When he was fourteen years old his mum saw a picture of Rex in an article in Vogue, about the new generation of chefs in Paris. She went straight out into the barn and tried to hang herself, but Grandpa climbed up to the beam on a ladder and cut her down before she died.

Grandma and Grandpa had her committed to a psychiatric hospital and he was sent to the Missouri Military Academy, which took younger boys.

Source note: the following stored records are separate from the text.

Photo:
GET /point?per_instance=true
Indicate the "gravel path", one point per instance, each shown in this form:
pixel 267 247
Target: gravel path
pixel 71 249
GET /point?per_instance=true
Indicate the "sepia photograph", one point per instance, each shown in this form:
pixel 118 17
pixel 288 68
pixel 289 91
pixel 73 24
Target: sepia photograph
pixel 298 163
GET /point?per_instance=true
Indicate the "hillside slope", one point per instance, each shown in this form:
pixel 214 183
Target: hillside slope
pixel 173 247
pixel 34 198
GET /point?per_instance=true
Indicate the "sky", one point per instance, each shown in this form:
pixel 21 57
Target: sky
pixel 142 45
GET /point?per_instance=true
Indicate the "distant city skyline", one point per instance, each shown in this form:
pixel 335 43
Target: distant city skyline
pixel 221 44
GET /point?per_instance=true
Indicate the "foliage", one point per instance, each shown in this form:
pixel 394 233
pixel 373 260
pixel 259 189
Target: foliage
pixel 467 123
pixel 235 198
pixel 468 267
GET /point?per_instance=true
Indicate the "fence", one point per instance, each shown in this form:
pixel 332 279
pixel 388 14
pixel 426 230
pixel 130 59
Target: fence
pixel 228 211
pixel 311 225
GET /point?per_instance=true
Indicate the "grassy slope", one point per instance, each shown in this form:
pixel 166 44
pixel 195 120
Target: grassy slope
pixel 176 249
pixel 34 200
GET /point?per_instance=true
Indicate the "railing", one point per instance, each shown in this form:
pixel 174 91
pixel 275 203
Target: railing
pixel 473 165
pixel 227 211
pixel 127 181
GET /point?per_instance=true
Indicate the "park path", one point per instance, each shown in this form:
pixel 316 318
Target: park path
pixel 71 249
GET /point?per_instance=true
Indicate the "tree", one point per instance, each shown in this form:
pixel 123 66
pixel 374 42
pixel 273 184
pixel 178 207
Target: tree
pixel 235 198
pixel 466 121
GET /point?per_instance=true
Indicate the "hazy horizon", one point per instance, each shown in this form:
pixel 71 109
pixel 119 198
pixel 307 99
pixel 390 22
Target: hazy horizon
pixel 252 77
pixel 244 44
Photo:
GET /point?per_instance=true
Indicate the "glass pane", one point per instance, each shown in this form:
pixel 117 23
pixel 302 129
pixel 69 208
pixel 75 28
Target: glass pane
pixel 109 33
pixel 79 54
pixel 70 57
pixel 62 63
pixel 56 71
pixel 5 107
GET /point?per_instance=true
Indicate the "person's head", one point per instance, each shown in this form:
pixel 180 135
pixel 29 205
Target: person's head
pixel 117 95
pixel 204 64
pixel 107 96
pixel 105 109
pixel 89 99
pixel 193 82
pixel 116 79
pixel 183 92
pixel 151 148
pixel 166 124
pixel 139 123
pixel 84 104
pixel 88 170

DJ tucks the dagger under the tablecloth when he hears someone coming down the hallway.

He closes the duffle bag with his foot, leans back again, and wonders which one of the men the fates have chosen to send out first.

His head crackles and he can see his mother huddled on the floor in the stall, covering her ears and whimpering in terror as one of the rabbits they thought was dead suddenly jerks and starts running again.

DJ remembers catching it under a green plastic bucket, sticking his hand inside to grab it, then nailing it to the wall. His mother was shaking uncontrollably, then threw up in terror and screamed at him that he wasn’t allowed to bring the rabbits inside.





106

DJ looks up when he hears the footsteps get closer, and Lawrence appears in the light of one of the lamps. DJ raises his hand in greeting, thinking that the man will soon be running from room to room clutching his intestines in his arms.

Lawrence looks like he’s been crying. His eyes are swollen and red and he’s still wearing his wet clothes.

‘Did you find the phones?’ he asks, blinking hard.

‘Can’t find them anywhere,’ DJ replies.

‘We think Rex took them,’ Lawrence says in a tense voice.

‘Rex?’ DJ says. ‘Why would he do that?’

‘We just think it’s him,’ Lawrence snaps.

‘You and James? That’s what you two think?’

‘Yes,’ Lawrence says, and his face turns red.

He goes behind the reception desk and switches on one of the computers. The rain is still clattering on the roof. The storm seems to have been catching its breath, then returning with even greater fury.

Just two months after DJ returned from his last tour in Iraq, his grandfather died, leaving a fortune to his only grandchild.

DJ’s grandmother had passed away two years earlier. He went to the clinic to visit his mother, but she didn’t even recognise him.

He was alone.



That was when he decided to go to Sweden, so at least he could see his father.

Rex was already a successful chef. He’d been a guest on countless television programmes and had published a cookbook.

DJ set up a production company, changed his name to his grandmother’s maiden name, and approached Rex without any thought of revealing that he was Rex’s son.

Nonetheless, he was incredibly nervous before their first meeting, and suffered an attack of narcolepsy in the dimly lit passageway leading to the Vetekatten café.

He woke up on the floor and arrived at the meeting half an hour late.

They didn’t look alike, except maybe around the eyes.

DJ presented Rex with a business proposal. He offered him a ridiculously generous contract, drew up a new strategy, and in less than three years managed to get him a slot on the main Sunday morning breakfast show and turn him into the biggest chef in the country, and a bona fide celebrity.

DJ came to act as a sort of manager, they started to socialise, and gradually became friends.